Start the conversation
From March 5 – April 11, the Nasdaq Composite dropped more than 8% when the market faced a sharp tech sell-off.
At the time, Money Morning's Defense & Tech Specialist Michael A. Robinson warned readers not to run from the market. He knew there were still tech stocks to buy even though the broader market was down.
Since then, the Nasdaq has rebounded 6%, and those that fled the market missed an excellent buy-in opportunity.
But that doesn't mean investors who missed out on recent gains can't still profit…
Right now, Robinson is targeting a specific sector with numerous buy-in opportunities. It was a casualty of the recent sell-off, which Robinson says was undeserved.
"Sometimes completely healthy sectors sell off just because everything else is falling off," Robinson said. "It's absurd. So, when you see it happening, that's your chance to buy in."
The sector Robinson is referring to is the semiconductor industry.
It's Time to Make Money from the Semiconductor Sell-Off
During the sell-off, the SPDR S&P Semiconductor ETF (NYSE Arca: XSD), which holds a position in four dozen semiconductor stocks, dropped more than 6% in just seven trading sessions.
Since then, the ETF has come roaring back. It touched an all-time high of $75.12 this week and is up nearly 22% year to date.
"Smartphones may be the main catalyst behind this semiconductor boom," Robinson said. "While your personal experience may lead you to believe the smartphone market is mature, these devices, which use an array of chips for processing, cameras and power management, will continue to see big sales numbers for years to come."
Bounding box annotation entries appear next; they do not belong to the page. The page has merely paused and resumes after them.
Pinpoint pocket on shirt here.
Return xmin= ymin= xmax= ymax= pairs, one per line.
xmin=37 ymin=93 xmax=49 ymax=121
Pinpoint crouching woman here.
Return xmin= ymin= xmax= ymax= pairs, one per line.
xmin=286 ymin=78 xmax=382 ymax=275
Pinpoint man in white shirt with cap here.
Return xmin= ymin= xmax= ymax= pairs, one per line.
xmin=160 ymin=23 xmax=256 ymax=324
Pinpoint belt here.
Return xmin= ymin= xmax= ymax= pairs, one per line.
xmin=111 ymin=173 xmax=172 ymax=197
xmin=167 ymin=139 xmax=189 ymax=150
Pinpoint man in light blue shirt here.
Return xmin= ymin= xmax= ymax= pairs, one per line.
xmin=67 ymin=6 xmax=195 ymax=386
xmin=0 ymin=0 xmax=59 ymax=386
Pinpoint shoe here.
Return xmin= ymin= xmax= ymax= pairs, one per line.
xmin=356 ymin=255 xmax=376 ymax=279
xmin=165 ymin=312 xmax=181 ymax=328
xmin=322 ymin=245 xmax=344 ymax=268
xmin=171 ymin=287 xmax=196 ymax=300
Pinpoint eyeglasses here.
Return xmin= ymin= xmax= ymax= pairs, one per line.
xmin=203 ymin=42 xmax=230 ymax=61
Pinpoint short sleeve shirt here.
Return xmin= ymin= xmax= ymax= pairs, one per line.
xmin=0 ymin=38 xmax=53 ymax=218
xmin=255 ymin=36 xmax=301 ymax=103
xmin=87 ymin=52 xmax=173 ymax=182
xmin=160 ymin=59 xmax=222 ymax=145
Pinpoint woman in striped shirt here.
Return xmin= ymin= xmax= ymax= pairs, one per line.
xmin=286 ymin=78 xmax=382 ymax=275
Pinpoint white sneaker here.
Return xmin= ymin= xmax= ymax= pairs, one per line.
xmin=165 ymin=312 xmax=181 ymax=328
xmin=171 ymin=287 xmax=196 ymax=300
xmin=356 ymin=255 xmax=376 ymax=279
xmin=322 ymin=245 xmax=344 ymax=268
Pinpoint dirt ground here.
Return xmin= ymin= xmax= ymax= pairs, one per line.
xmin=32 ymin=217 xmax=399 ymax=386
According to the International Data Corporation (IDC),more than 1 billion smartphones were purchased globally in 2013. By 2017, that number is expected to jump 70% to 1.68 billion.
The Semiconductor Industry Association (SIA) has recently reported that worldwide sales of semiconductors reached $78.47 billion during the first quarter of 2014 – the highest-ever total for the first three months of a year.
"This really isn't a surprise, since semiconductors have become central elements of almost every device we use," Money Morning's Executive Editor Bill Patalon said. "You'll find them in LEDs, smartphones, Wi-Fi routers, tablets, gaming consoles, digital camcorders, and new cars and trucks."
Additionally, Research and Markets has indicated that global semiconductor sales should increase 4.4% this year.
"When you see a stock or sector getting taken down in a 'guilt-by-association' sell-off, pick it up before the rest of the crowd notices, too," Robinson said. "And right now, despite the recent sell-off, the semiconductor sector is as healthy as it's ever been."
As the semiconductor industry continues to gain momentum, here are two semiconductor stocks that have made our "stocks to buy" list…
Two Semiconductor Stocks to Buy Now
Semiconductor Stocks to Buy: TriQuint Semiconductor (Nasdaq: TQNT) designs, develops, and manufactures semiconductors that are used in mobile devices, networks, and for defense and aerospace purposes.
Notably, TQNT supplies power amplifier modules to Apple Inc. (Nasdaq: AAPL), which is currently working on the newest iteration of its smartphone, the iPhone 6. TriQuint is also a supplier for Samsung Electronics Co., which is another major player in the smartphone market. Demand is up for TQNT's products as evidenced by the company's 1.17 book-to-bill ratio.
In its next earnings report, TQNT is expected to report earnings per share of $0.07, which is up from a loss of $0.07 per share the previous year. TQNT has also outperformed earnings estimates by an average of 41% over the past four quarters.
TQNT trades just below $16.20 currently and has already gained an impressive 94% in 2014.
Semiconductor Stocks to Buy: Applied Materials Inc. (Nasdaq: AMAT) is a somewhat different play on the semiconductor industry, as it supplies the manufacturing equipment that semiconductor companies use.
"With 45 years of experience in the field, the Santa Clara, Calif.-based AMAT has risen through the industry's booms and busts – and endured a few of its own making," Robinson said. "Besides getting a boost from the escalating demand for semiconductor sales in general, Applied is benefiting from a huge increase in customer interest for its chip-making equipment."
As semiconductor companies begin manufacturing more and more products, the companies that supply the manufacturing equipment naturally see a boom as well.